# Breast Cancer Detection using Convolutional Neural Networks (CNN)

This project aims to detect breast cancer using the Wisconsin Breast Cancer dataset and a Convolutional Neural Network (CNN). CNNs are typically used for image data, but here we reshape tabular data to feed into a CNN. This approach allows us to explore how deep learning models can work with structured datasets.

## 1. Load the Dataset

In [None]:
from sklearn.datasets import load_breast_cancer
import pandas as pd
import numpy as np
from sklearn.model_selection import train_test_split

data = load_breast_cancer()
df = pd.DataFrame(data.data, columns=data.feature_names)
df['target'] = data.target
df.head()

## 2. Exploratory Data Analysis (EDA)

In [None]:
import seaborn as sns
import matplotlib.pyplot as plt

# Class distribution
sns.countplot(x='target', data=df)
plt.title('Class Distribution')
plt.show()

# Correlation heatmap
plt.figure(figsize=(12,10))
sns.heatmap(df.corr(), cmap='coolwarm', annot=False)
plt.title('Feature Correlation Heatmap')
plt.show()

## 3. Preprocessing

In [None]:
from sklearn.preprocessing import StandardScaler
from tensorflow.keras.utils import to_categorical

# Features and labels
x = df.drop('target', axis=1).values
y = df['target'].values

# Scaling features
scaler = StandardScaler()
x_scaled = scaler.fit_transform(x)

# Reshape for CNN
x_cnn = x_scaled.reshape(-1, 30, 1, 1)
y_cnn = to_categorical(y)

# Split data
x_train, x_test, y_train, y_test = train_test_split(x_cnn, y_cnn, test_size=0.2, random_state=42)

## 4. Build and Train CNN Model

In [None]:
from tensorflow.keras.models import Sequential
from tensorflow.keras.layers import Conv2D, MaxPooling2D, Flatten, Dense, Dropout

model = Sequential()
model.add(Conv2D(32, kernel_size=(3,1), activation='relu', input_shape=(30,1,1)))
model.add(MaxPooling2D(pool_size=(2,1)))
model.add(Flatten())
model.add(Dense(64, activation='relu'))
model.add(Dropout(0.3))
model.add(Dense(2, activation='softmax'))

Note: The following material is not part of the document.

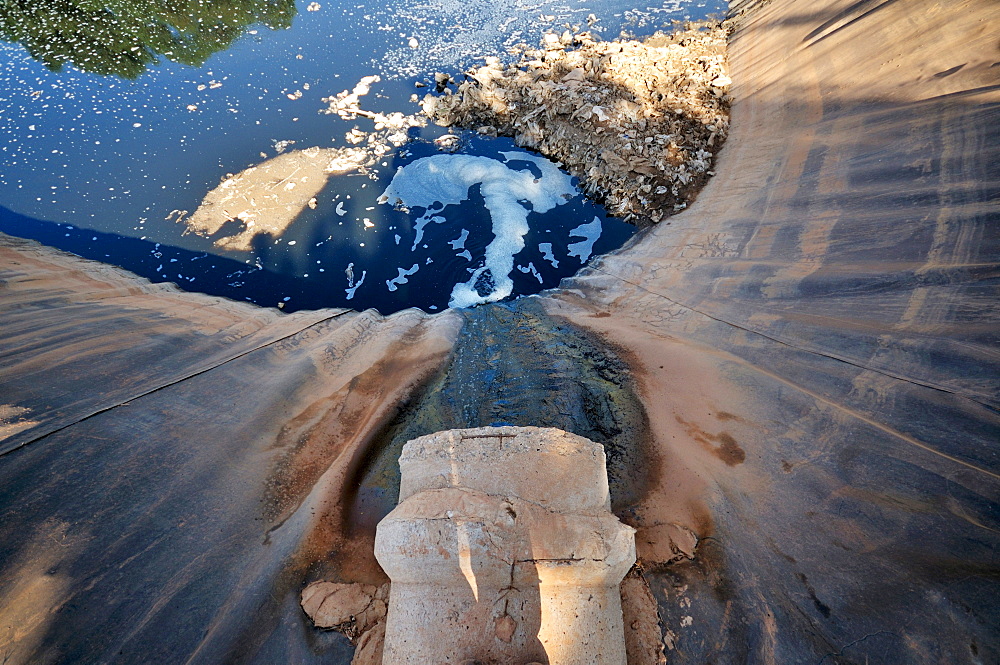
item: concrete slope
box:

model.compile(optimizer='adam', loss='categorical_crossentropy', metrics=['accuracy'])
history = model.fit(x_train, y_train, epochs=20, batch_size=16, validation_data=(x_test, y_test))

## 5. Evaluate the Model

In [None]:
loss, accuracy = model.evaluate(x_test, y_test)
print(f"Test Accuracy: {accuracy:.4f}")

## 6. Plot Training History

In [None]:
plt.figure(figsize=(12, 5))
plt.subplot(1, 2, 1)
plt.plot(history.history['accuracy'], label='Train Accuracy')
plt.plot(history.history['val_accuracy'], label='Val Accuracy')
plt.title('Accuracy')
plt.legend()

plt.subplot(1, 2, 2)
plt.plot(history.history['loss'], label='Train Loss')
plt.plot(history.history['val_loss'], label='Val Loss')
plt.title('Loss')
plt.legend()
plt.show()

## 7. Confusion Matrix and Classification Report

In [None]:
from sklearn.metrics import classification_report, confusion_matrix
import seaborn as sns

y_pred = model.predict(x_test)
y_pred_classes = np.argmax(y_pred, axis=1)
y_true = np.argmax(y_test, axis=1)

cm = confusion_matrix(y_true, y_pred_classes)
sns.heatmap(cm, annot=True, fmt='d', cmap='Blues')
plt.xlabel('Predicted')
plt.ylabel('Actual')
plt.title('Confusion Matrix')
plt.show()

print(classification_report(y_true, y_pred_classes))

## 8. Conclusion
This project demonstrated how to use a CNN to classify breast cancer using structured tabular data. Despite CNNs being primarily designed for image data, reshaping tabular features allows us to leverage their power in detecting patterns. The model achieved strong performance and provides a foundation for further enhancement with feature engineering or advanced deep learning techniques.